1. **Minimum 20 test cases** for significance
2. **Include edge cases** (15-20% of dataset)
3. **Test multiple runs** for consistency
4. **Document hypotheses** before testing
5. **Version the prompts** being tested

Overview

This skill runs A/B tests and measures prompt performance using defined metrics and a repeatable protocol. It helps teams compare prompt variants, quantify trade-offs (quality, efficiency, robustness), and produce actionable recommendations. The focus is on reproducible results and clear decision criteria.

How this skill works

It defines objectives and success criteria, prepares variants and a labeled test dataset, executes runs to collect responses and telemetry, then computes metrics like accuracy, compliance, tokens, latency, and edge-case handling. Results are aggregated into a structured report that highlights deltas, problematic cases, statistical confidence, and a recommended action. Commands support creating tests, running A/B comparisons, viewing results, and comparing past tests.

When to use it

  • Selecting between two prompt designs before deployment
  • Measuring impact of prompt edits on quality and cost
  • Validating robustness against edge cases and jailbreak attempts
  • Tracking regression across prompt versions
  • Benchmarking prompts across models or configurations

Best practices

  • Define clear test objectives and hypothesis before running tests
  • Use a minimum of 20 diverse cases with 15–20% edge cases
  • Run multiple repeats to measure consistency and variance
  • Version and document each prompt variant and dataset used
  • Report both absolute metrics and per-case breakdowns for transparency

Example use cases

  • Compare a concise instruction prompt vs a detailed walkthrough to see accuracy vs tokens trade-off
  • Evaluate a defensive prompt change for jailbreak resistance on adversarial inputs
  • Measure latency and token cost differences when moving prompts between models
  • Validate that a candidate prompt does not regress on existing edge-case behaviors
  • Produce an A/B test report to justify adopting a new prompt in production

FAQ

What minimum dataset size is recommended?

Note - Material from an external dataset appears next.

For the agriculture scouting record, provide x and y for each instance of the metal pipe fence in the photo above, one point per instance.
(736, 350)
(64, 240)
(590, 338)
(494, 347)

Use at least 20 test cases; include 15–20% edge cases for meaningful results.

How do you decide to adopt a challenger prompt?

Adopt when accuracy improves or matches while tokens stay within 10% or accuracy gain exceeds 5%, and there is no edge-case regression; stronger gains or acceptable token trade-offs may still justify adoption.